Julka już od pierwszego kontaktu ze swym wymarzonym koniem, czule się nim opiekowała. Na spotkanie z Minerałem przyszła w pełni przygotowana, rozpieszczając go soczystymi jabłuszkami i suchymi bułeczkami. Następnie, razem z tatą, starannie wyczesała konika, wyczyściła mu kopyta, założyła siodło i udała się ze swym wymarzonym zwierzakiem na pierwszą konną, rekreacyjną przejażdżkę, gdzie w pełni skoncentrowana na jeździe, stępowała i kłusowała. Po kilku jej konnych aktach, na przejażdżkę Julka zaprosiła i mnie. I tym sposobem, dzięki Juleczce, mogłam pierwszy raz w swoim jakże długim życiu, doświadczyć tej wielkiej przyjemności jazdy konno :)

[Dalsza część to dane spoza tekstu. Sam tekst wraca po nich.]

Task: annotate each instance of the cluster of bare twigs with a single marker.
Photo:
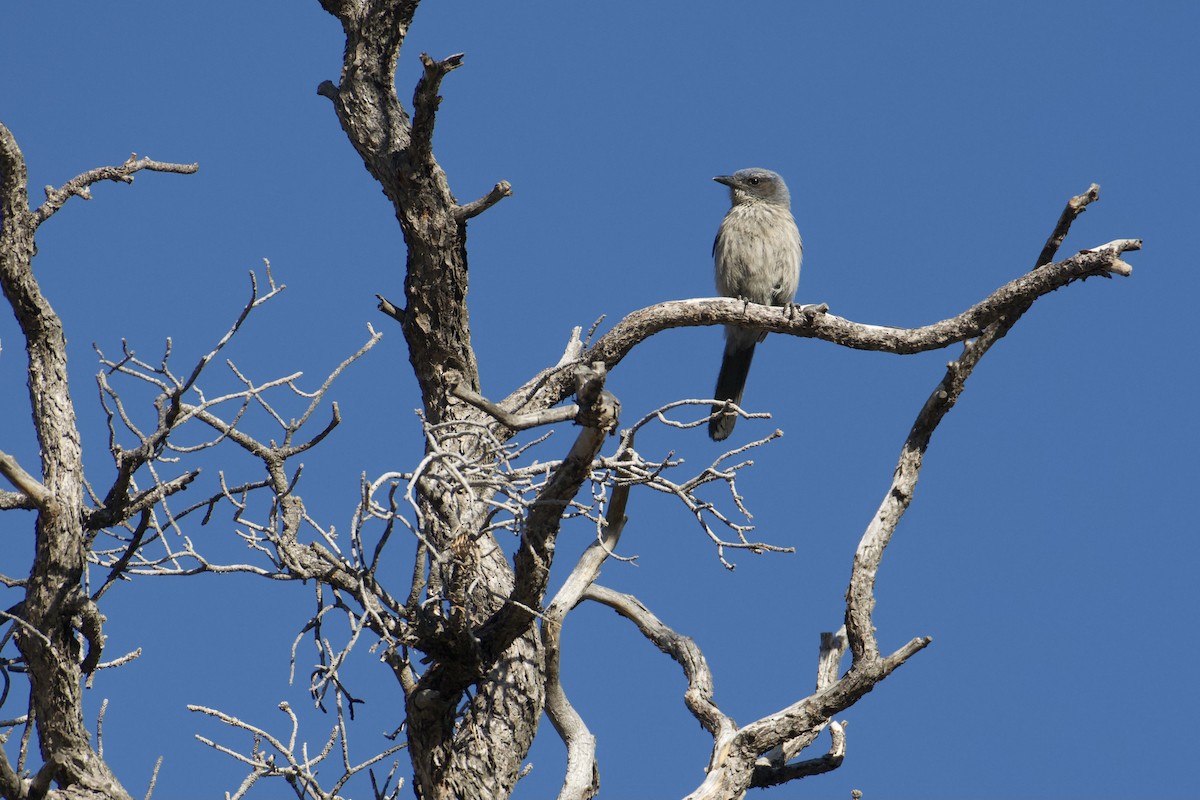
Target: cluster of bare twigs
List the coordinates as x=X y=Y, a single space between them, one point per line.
x=471 y=639
x=270 y=756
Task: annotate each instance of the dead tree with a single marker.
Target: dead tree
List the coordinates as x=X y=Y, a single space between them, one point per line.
x=471 y=637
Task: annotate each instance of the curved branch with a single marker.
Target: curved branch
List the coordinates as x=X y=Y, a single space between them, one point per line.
x=699 y=697
x=811 y=323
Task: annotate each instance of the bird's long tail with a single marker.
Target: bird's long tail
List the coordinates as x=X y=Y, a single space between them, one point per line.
x=731 y=382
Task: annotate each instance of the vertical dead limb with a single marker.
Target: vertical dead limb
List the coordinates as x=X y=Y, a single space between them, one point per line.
x=53 y=591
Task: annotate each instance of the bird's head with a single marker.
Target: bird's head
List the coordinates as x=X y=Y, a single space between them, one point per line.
x=756 y=185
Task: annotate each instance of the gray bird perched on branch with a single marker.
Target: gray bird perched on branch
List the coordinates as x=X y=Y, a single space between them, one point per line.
x=757 y=257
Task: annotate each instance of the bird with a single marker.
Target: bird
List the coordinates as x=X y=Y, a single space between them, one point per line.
x=756 y=256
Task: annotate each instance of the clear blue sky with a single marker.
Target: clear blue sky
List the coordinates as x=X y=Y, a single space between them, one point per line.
x=1051 y=548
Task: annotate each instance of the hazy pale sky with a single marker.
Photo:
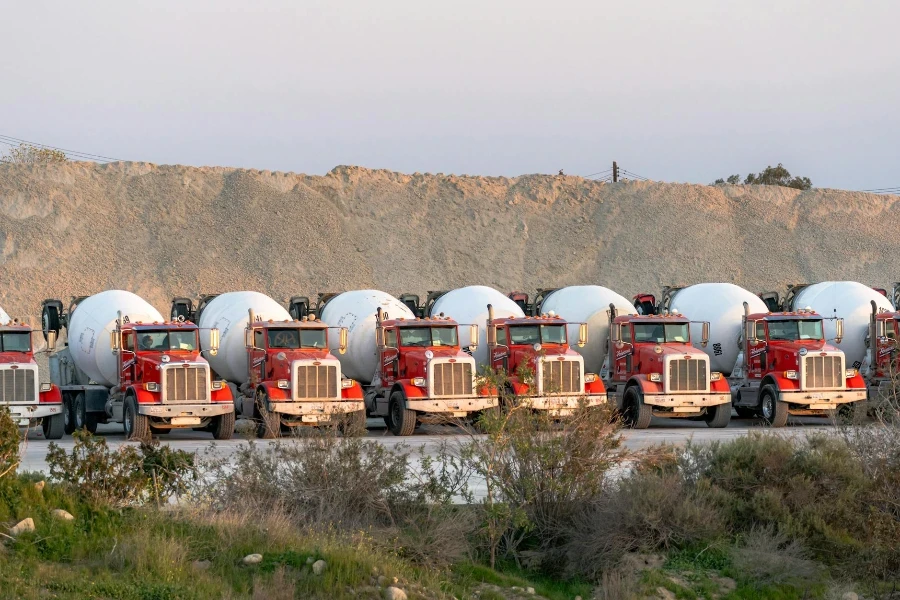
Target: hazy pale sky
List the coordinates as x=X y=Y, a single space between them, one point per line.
x=674 y=91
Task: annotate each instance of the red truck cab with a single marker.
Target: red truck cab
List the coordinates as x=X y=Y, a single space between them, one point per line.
x=786 y=366
x=294 y=380
x=423 y=373
x=21 y=391
x=540 y=367
x=652 y=370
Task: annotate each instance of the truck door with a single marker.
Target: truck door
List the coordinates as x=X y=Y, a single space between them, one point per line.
x=624 y=355
x=756 y=352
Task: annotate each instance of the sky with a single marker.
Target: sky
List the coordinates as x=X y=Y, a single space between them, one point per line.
x=684 y=91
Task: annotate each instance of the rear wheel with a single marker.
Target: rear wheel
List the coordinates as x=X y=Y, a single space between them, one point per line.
x=403 y=420
x=269 y=426
x=718 y=416
x=222 y=426
x=774 y=412
x=136 y=425
x=637 y=415
x=54 y=427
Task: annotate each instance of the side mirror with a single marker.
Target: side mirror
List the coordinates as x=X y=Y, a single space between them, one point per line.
x=582 y=335
x=342 y=346
x=213 y=341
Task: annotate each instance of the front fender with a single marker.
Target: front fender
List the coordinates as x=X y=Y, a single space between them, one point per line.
x=354 y=392
x=276 y=394
x=51 y=396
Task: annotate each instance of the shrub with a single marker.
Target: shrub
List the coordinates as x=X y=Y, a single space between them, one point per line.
x=9 y=444
x=127 y=476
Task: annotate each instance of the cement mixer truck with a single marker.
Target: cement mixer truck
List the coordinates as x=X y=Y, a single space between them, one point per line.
x=281 y=371
x=777 y=363
x=124 y=363
x=29 y=400
x=532 y=352
x=646 y=362
x=870 y=326
x=414 y=370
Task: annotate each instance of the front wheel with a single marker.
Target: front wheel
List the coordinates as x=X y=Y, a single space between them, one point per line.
x=136 y=425
x=718 y=416
x=637 y=414
x=222 y=426
x=54 y=427
x=773 y=411
x=403 y=420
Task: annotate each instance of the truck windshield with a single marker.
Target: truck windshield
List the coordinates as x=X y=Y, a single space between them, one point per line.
x=534 y=334
x=428 y=336
x=15 y=341
x=296 y=338
x=166 y=341
x=659 y=333
x=799 y=329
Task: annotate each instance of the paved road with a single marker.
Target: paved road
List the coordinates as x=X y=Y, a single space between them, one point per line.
x=661 y=431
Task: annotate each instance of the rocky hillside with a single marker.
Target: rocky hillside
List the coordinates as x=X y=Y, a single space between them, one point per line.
x=161 y=231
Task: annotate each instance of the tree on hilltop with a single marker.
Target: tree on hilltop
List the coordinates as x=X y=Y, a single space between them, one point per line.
x=770 y=176
x=27 y=154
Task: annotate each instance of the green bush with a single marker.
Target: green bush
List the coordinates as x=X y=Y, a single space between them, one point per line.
x=9 y=444
x=128 y=476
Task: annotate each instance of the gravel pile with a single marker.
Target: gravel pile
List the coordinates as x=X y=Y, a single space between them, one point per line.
x=162 y=231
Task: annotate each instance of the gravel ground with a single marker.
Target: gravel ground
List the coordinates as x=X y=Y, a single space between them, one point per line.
x=161 y=231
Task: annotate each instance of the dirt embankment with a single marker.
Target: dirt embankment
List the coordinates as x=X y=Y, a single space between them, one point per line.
x=161 y=231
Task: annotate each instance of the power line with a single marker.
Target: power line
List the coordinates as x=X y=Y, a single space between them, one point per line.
x=8 y=139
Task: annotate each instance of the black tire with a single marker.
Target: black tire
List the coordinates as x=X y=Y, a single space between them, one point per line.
x=773 y=411
x=222 y=426
x=637 y=415
x=68 y=414
x=718 y=416
x=269 y=425
x=136 y=425
x=403 y=420
x=54 y=427
x=746 y=412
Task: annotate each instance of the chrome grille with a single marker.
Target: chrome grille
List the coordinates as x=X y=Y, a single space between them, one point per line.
x=185 y=384
x=823 y=372
x=451 y=379
x=687 y=375
x=17 y=385
x=316 y=381
x=561 y=377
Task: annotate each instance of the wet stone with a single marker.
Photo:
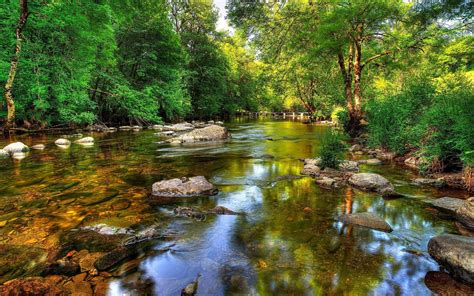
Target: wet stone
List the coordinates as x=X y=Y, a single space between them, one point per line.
x=368 y=220
x=15 y=261
x=184 y=187
x=440 y=283
x=448 y=205
x=120 y=205
x=465 y=213
x=33 y=286
x=91 y=240
x=455 y=253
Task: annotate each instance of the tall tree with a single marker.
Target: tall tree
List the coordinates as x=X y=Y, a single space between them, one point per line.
x=14 y=63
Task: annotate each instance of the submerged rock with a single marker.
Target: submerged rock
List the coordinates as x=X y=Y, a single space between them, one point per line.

W tej sielankowej atmosferze, w uroczej jeździeckiej miejscowości dodatkowo umilał nam czas piękny krajobraz, który blaskiem słońca i wszystkich odcieni zieleni sprawiał, że ciężko mi było pożegnać się z tym magicznym miejscem. Czas nam upływał niemiłosiernie szybko, a zwłaszcza Julii, która w tym wyjątkowym dla niej dniu, najchętniej nie żegnałaby się z Minerałem. Cały dzień zleciał nam w ekspresowym tempie i mimo, że czas jest nieubłagalny, a mi było żal stamtąd odjeżdżać to ta błyskawiczna płynność czasu była świadectwem na to, że wyprawa była udana.

Juleczko, życzymy Ci wielu cudownych przygód u boku Twojego Minerała i samych takich radosnych i szczęśliwych dni, pełnych pozytywnej energii i magicznej mocy, jaka towarzyszyła Ci w chwili spełniającego się marzenia!